Significance. If the survey accurately recapitulates the standard spectral representations of the quadratic form 1^T Σ_n^{-1} 1 and the associated Toeplitz inverse properties, the consolidated statement of these classical limits is a useful reference for time-series practitioners working with long-memory or deterministic components. The reduction to low-frequency behavior is a standard consequence of the spectral theorem for stationary processes and does not introduce new technical machinery.
minor comments (3)
- §2 (or equivalent introductory section on notation): the distinction between 'nondeterministic' and 'purely deterministic' models is introduced via spectral properties but would benefit from an explicit reference to the Wold decomposition or the Lebesgue decomposition of the spectral measure to avoid ambiguity for readers unfamiliar with the classical terminology.
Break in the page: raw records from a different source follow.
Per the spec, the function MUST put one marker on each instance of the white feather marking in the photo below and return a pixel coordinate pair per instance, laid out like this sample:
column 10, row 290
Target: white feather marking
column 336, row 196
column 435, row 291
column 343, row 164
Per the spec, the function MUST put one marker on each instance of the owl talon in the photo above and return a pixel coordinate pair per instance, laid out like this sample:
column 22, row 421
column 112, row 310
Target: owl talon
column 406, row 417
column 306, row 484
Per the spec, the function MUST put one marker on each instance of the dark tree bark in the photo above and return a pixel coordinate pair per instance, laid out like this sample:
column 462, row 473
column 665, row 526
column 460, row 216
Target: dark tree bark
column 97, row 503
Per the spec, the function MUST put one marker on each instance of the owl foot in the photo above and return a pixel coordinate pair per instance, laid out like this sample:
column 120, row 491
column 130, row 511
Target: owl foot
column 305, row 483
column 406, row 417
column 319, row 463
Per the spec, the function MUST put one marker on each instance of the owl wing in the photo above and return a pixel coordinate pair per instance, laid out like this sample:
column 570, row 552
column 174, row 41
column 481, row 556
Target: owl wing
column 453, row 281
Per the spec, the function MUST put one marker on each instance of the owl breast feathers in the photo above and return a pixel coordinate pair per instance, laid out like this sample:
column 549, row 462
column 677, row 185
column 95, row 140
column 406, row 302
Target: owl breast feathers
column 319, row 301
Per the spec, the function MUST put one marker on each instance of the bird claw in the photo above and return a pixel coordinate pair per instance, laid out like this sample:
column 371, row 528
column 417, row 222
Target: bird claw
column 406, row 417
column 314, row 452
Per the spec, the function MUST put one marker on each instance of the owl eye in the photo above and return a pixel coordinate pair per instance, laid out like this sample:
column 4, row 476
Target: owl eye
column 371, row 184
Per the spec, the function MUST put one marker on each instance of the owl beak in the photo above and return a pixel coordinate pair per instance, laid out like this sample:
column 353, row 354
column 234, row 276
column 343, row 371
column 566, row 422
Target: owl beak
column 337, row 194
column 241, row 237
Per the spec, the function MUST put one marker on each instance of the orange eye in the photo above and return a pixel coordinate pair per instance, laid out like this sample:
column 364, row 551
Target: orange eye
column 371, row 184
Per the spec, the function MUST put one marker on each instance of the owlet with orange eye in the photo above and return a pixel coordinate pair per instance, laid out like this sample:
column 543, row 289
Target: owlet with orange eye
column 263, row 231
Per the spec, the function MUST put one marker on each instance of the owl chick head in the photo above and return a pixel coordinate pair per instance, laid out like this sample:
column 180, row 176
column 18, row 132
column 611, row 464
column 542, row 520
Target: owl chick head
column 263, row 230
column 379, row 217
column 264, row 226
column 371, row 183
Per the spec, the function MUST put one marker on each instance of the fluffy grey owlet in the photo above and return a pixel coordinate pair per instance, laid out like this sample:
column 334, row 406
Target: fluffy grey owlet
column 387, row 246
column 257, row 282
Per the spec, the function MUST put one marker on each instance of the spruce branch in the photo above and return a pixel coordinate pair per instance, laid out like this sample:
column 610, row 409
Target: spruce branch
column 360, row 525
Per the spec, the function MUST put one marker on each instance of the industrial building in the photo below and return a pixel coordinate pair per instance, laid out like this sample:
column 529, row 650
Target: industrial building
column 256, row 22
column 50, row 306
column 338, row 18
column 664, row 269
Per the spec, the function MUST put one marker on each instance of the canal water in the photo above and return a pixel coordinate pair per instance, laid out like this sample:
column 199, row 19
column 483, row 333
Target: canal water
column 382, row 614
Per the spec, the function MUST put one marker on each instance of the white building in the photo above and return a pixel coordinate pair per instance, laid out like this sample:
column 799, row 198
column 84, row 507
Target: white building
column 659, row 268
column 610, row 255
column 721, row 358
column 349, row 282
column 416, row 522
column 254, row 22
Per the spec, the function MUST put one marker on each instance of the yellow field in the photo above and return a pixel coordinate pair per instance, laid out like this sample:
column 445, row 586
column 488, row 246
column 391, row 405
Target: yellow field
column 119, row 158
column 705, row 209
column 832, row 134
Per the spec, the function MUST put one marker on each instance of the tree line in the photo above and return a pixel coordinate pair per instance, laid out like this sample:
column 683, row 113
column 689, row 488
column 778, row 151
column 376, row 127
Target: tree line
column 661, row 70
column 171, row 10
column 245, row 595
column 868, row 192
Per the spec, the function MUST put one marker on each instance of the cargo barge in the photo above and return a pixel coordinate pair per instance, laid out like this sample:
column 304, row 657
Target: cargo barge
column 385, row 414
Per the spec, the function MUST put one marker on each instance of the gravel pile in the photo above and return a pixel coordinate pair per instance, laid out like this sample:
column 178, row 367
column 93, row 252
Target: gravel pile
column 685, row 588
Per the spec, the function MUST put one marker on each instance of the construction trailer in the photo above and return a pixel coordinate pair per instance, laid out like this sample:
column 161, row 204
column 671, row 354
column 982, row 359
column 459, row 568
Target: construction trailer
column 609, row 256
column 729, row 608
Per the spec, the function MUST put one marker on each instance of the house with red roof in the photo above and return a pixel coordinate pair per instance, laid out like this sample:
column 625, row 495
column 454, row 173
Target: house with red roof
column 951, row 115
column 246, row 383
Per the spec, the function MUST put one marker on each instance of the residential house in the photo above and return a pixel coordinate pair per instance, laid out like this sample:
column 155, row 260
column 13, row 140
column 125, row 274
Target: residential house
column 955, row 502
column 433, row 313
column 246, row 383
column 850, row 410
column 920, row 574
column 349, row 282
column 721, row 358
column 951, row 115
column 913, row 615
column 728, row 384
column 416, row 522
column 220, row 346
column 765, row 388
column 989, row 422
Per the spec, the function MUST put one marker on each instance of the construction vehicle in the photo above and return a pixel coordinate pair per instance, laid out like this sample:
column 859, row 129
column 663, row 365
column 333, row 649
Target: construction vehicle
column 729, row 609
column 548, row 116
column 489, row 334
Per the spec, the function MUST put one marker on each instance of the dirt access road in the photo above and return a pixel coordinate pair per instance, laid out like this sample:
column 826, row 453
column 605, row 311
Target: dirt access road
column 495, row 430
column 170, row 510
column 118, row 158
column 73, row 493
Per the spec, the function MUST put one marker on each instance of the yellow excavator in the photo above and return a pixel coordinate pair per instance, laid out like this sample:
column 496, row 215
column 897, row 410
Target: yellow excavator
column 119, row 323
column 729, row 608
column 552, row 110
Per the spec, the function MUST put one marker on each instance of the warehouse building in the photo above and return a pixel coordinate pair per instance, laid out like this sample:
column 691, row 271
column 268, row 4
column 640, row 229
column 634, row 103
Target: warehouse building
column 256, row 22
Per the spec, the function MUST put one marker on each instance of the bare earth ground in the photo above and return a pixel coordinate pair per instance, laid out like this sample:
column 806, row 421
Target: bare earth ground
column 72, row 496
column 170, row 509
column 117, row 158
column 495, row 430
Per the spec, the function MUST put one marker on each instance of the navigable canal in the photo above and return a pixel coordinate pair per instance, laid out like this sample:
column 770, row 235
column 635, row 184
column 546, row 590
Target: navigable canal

- The statement of the necessary condition for exponential decay (spectral density vanishes on positive-measure set near zero) is correct but would be strengthened by citing the precise theorem (e.g., the relevant result on the decay of the inverse Toeplitz quadratic form) rather than leaving it as a survey paraphrase.
- Figure or table comparing rates across examples (if present) should include the exact spectral densities used, so that the hyperbolic vs. exponential distinction can be verified numerically by the reader.
Simulated Author's Rebuttal
We thank the referee for the positive assessment of our manuscript and for recommending minor revision. The referee's summary accurately reflects the scope of our expository survey on the asymptotic variance of the BLUE for the mean of stationary processes, including the key role of low-frequency spectral behavior and the distinction between hyperbolic and exponential decay rates.
Circularity Check
No significant circularity; expository survey of classical results
full rationale
This paper is an expository survey of classical results on the asymptotic behavior of the variance of the BLUE for the mean of stationary processes. It references external results without presenting original derivations that could introduce circularity. The central claims rest on standard spectral representations and properties of Toeplitz matrices, which are well-established in the literature and not derived internally in a self-referential manner. No load-bearing steps reduce to self-definition, fitted inputs renamed as predictions, or self-citation chains within the paper itself.